それに王国を倒すだけも意味が無い。あくまでアウレールの目的は帝国で一番の権力を手に入れることである。そのためには王国に勝利するだけでなく、王国の戦力を吸収する必要があるのだ。
現在アウレール指揮下の軍勢は単独の軍としてはマルクス将軍の次点である。しかし王国兵を吸収すれば、それを大幅に超える。元々マルクス将軍は眼中にない。あの化け物と称される将軍に勝つために兵力が必要なのである。
(あの忌々しい死闘将軍め。王国を手中に収めれば、貴様など……)
そして何より、もう一つの恨みである。
自分に恥をかかせた天才の息子、自分の肩に銃弾を撃ち込んだ男、アルベルト・グライナー中佐。あの忌々しい男を葬らなければアウレールの気は済まなかった。それもただ葬るのではなく、なるべく残酷な形で死を与えなければ……。
(ん?……待てよ?)
アウレールの報告書をめくる手が止まる。
(あの第七騎士団とぶつかったにもかかわらず、死傷者が少なすぎる。それもあれだけお互いに戦っていて、彼の男と英雄の娘がぶつかったのは一度だけ……?)
そしてその時、もう一つの報告が入ってくる。それは帝国にとっては悲報であり、アウレールにとってはこれ以上無い朗報であった。
「ハハ……」
アウレールが笑い出す。
「ハハハハハハッ!!」
急に笑い出す将軍に、控える部下達もただ戸惑うばかりである。しかしそんな彼等のことなどお構いなしに、アウレールは叫んだ。
「なんと素晴らしい!今の今まで悩んでいたことが、馬鹿らしくなってくる!これで全て片がつくじゃないかっ!」
アウレールは再び報告書に目を通す。
ここで油断してはならない。ゆっくりと追い詰め、じわじわと地獄にたたき落とす。その時まで喜びに浸るのは堪えるのだ。

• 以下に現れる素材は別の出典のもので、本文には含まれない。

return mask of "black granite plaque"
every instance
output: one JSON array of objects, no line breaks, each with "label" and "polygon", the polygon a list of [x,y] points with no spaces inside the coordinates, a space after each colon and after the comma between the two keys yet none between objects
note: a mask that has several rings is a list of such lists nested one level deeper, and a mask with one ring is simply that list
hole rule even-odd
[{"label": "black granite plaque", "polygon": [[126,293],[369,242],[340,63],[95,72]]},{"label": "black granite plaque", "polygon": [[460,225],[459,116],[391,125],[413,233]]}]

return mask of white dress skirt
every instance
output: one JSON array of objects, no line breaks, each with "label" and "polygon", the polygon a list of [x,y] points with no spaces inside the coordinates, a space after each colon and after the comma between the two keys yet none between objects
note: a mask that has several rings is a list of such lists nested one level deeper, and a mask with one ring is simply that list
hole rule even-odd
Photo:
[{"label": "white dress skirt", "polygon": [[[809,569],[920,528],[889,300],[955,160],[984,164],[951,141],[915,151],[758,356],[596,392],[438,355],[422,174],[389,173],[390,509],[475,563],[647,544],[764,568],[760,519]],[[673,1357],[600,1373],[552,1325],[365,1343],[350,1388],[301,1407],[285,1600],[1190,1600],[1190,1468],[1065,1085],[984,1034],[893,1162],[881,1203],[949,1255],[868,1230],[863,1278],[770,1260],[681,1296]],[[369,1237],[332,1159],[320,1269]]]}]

「やはりまだまだ未熟者だ。あの英雄の小娘も、忌々しい若造も。情と甘さを捨てきれない青二才だ」
アウレールが高らかに笑う。
一番の邪魔者は消えた。そして同時に、全てを片付ける算段が付いたのである。
「歴史は繰り返す。その様を楽しんでやろう」
アウレールは静かに呟いた。
死闘将軍ベルンハルトの死。それは帝国を揺るがし、歴史のうねりを生み出していく。
それは血によって仕組まれた運命だったのだろうか。
二人はいま大いなる歴史の渦の中で、かつての英雄達と同じ道を歩もうとしていた。